LONDRA, 13 febbraio (Reuters) - I successi nell'esplorazione consentono a Eni di mitigare gli effetti negativi di alcune crisi geopolitiche che zavorrano la produzione petrolifera, come in Libia e Nigeria, e il calo dei consumi di gas in tutta Europa. A risentirne sono i conti della major petrolifera italiana, che chiude l'anno con un utile netto adjusted in calo del 35% a 4,43 miliardi.

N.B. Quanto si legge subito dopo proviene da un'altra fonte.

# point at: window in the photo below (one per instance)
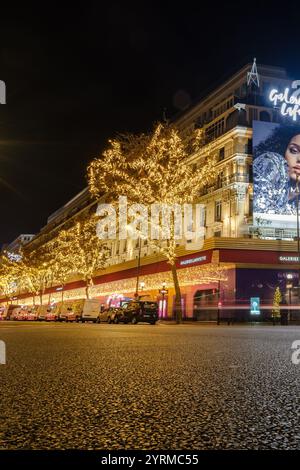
(251, 205)
(220, 180)
(250, 173)
(218, 211)
(221, 154)
(264, 116)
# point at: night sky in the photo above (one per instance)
(77, 75)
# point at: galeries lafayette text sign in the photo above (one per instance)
(289, 100)
(289, 259)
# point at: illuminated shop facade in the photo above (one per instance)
(241, 257)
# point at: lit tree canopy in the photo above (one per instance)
(149, 169)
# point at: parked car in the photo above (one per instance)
(137, 311)
(110, 315)
(19, 314)
(32, 313)
(6, 312)
(90, 311)
(42, 312)
(71, 310)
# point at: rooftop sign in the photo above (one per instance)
(288, 100)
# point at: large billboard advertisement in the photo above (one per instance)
(276, 174)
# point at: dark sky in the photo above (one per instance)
(78, 74)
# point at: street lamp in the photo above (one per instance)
(138, 267)
(289, 286)
(163, 292)
(142, 285)
(298, 236)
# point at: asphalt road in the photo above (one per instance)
(69, 386)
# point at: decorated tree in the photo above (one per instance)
(37, 270)
(150, 169)
(10, 274)
(80, 251)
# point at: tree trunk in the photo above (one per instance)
(178, 307)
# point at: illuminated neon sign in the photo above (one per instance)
(289, 100)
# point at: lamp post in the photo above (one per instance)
(138, 268)
(163, 292)
(298, 236)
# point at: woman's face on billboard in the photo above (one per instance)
(292, 156)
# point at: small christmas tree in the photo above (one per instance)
(276, 305)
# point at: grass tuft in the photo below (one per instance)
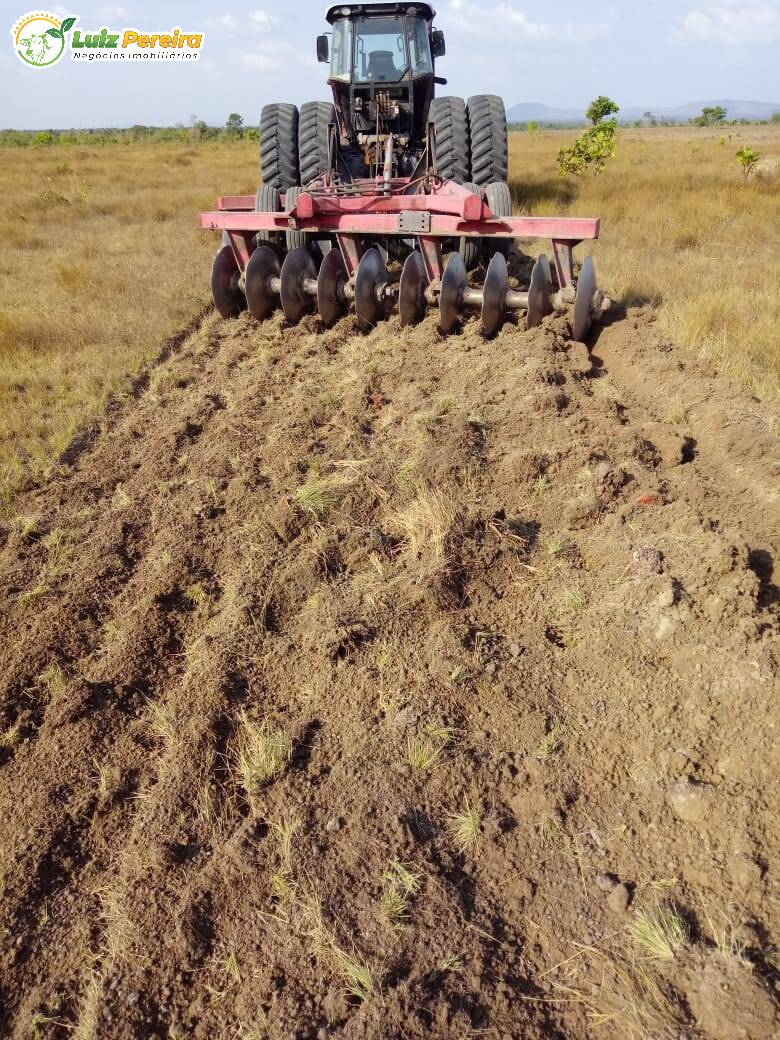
(261, 753)
(425, 524)
(659, 931)
(465, 828)
(400, 884)
(319, 495)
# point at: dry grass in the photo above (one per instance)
(401, 883)
(681, 231)
(101, 261)
(261, 753)
(659, 931)
(465, 828)
(424, 524)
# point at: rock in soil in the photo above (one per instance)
(619, 900)
(690, 801)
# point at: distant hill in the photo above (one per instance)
(537, 112)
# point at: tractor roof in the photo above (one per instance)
(380, 10)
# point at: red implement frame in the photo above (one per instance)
(438, 209)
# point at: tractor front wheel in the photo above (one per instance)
(498, 198)
(267, 201)
(448, 117)
(488, 139)
(312, 138)
(279, 125)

Oggi le prime linee dell'Eni hanno presentato a Londra il piano industriale per i prossimi quattro anni. Un piano improntato alla prudenza, visto lo scenario negativo, che giunge nel giorno della crisi di governo a soli due mesi dal rinnovo dei vertice a proposito del quale il numero uno, Paolo Scaroni, ha auspicato una decisione tempestiva.

Nonostante queste prospettive, Eni conferma la sua politica di generosa remunerazione per gli azionisti, con la cedola a 1,10 euro per il 2013 e a 1,12 euro per l'esercizio 2014 unito al piano di buyback a sostegno del titolo che procede senza fretta: "Non è possibile un piano di riacquisto del 10% in tre mesi", ha puntualizzato l'Ad.

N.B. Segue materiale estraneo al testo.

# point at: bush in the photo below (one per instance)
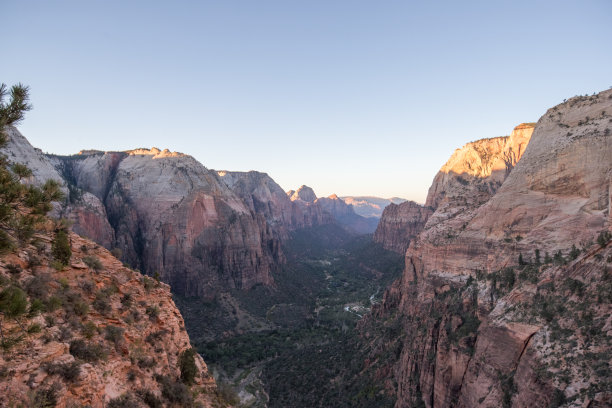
(93, 263)
(175, 391)
(13, 302)
(603, 238)
(126, 300)
(114, 334)
(38, 286)
(13, 269)
(101, 304)
(45, 397)
(61, 248)
(187, 365)
(152, 312)
(68, 371)
(117, 252)
(36, 306)
(34, 328)
(126, 400)
(89, 330)
(150, 399)
(88, 352)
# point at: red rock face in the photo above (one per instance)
(478, 329)
(144, 345)
(400, 224)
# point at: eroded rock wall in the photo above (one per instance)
(484, 319)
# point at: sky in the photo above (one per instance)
(346, 96)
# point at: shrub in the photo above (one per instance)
(13, 302)
(6, 243)
(117, 252)
(54, 303)
(152, 312)
(126, 300)
(187, 365)
(175, 391)
(114, 334)
(80, 308)
(87, 286)
(34, 328)
(148, 283)
(45, 397)
(38, 286)
(61, 248)
(68, 371)
(89, 330)
(574, 253)
(93, 263)
(603, 238)
(13, 269)
(150, 399)
(88, 352)
(36, 306)
(126, 400)
(101, 304)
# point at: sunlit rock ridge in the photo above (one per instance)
(505, 297)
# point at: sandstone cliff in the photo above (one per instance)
(369, 206)
(400, 224)
(504, 300)
(104, 332)
(173, 216)
(77, 328)
(344, 214)
(283, 212)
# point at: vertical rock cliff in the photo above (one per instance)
(173, 216)
(504, 300)
(400, 224)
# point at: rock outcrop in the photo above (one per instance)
(283, 212)
(369, 206)
(77, 328)
(344, 214)
(173, 216)
(400, 224)
(304, 193)
(487, 315)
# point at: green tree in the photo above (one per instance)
(13, 303)
(188, 366)
(13, 112)
(61, 248)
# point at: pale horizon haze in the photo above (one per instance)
(347, 97)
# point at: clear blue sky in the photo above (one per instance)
(349, 97)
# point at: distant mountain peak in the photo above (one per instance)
(304, 193)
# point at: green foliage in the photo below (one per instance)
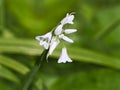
(96, 51)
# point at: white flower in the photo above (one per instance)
(69, 31)
(58, 30)
(54, 42)
(68, 19)
(64, 56)
(45, 39)
(62, 36)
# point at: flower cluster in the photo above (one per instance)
(52, 39)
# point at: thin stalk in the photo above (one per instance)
(31, 75)
(2, 19)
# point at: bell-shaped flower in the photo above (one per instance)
(58, 30)
(68, 19)
(69, 31)
(64, 56)
(54, 42)
(45, 39)
(62, 36)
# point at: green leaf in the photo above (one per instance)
(91, 79)
(7, 74)
(13, 64)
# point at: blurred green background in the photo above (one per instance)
(96, 51)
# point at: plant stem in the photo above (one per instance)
(33, 72)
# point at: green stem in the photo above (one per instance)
(33, 72)
(2, 14)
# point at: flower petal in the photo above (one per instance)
(54, 42)
(66, 38)
(58, 30)
(45, 39)
(64, 56)
(69, 31)
(68, 19)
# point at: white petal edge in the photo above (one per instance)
(69, 31)
(58, 30)
(53, 45)
(66, 38)
(64, 56)
(68, 19)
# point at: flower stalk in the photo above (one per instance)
(30, 76)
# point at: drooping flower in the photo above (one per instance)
(54, 42)
(68, 19)
(58, 30)
(69, 31)
(64, 56)
(62, 36)
(52, 39)
(45, 39)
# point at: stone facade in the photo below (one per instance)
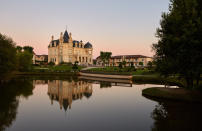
(67, 50)
(40, 59)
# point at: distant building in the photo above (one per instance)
(67, 50)
(136, 60)
(66, 92)
(40, 59)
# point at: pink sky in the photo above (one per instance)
(122, 27)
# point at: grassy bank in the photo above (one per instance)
(122, 71)
(177, 94)
(54, 69)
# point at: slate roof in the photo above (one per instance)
(66, 37)
(128, 56)
(88, 45)
(57, 42)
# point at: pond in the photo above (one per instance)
(52, 104)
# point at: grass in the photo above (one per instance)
(179, 94)
(56, 68)
(117, 70)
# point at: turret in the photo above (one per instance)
(61, 37)
(52, 38)
(70, 37)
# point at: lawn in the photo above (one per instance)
(126, 70)
(57, 68)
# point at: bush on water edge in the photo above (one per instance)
(177, 94)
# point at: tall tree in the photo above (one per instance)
(7, 54)
(105, 56)
(29, 49)
(179, 48)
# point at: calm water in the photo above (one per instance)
(79, 105)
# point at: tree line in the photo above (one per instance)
(179, 48)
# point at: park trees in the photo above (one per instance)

Molto conservative e improntate alla prudenza le stime per i prossimi quattro anni che prevedono una crescita del 3% l'anno della produzione al 2017 e solo dopo al 4%, partendo però da un livello più basso: il 2013 si è chiuso a quota 1,619 milioni di barili/giorni, in calo del 4,8%. Nel piano precedente l'Eni puntava a una crescita di oltre il 4% l'anno.

Il direttore generale della divisione Exploration and Production, Claudio Descalzi, ha aggiornato il bollettino della produzione nelle aree più "calde": in Nigeria al momento la quota è intorno ai 120.000 barili da potenziali 180.000; in Libia a 220.000 da potenziali 280.000, sottolineando, tuttavia, che in questi due Paesi "quest'anno non avremo alcun milglioramento".   Continua...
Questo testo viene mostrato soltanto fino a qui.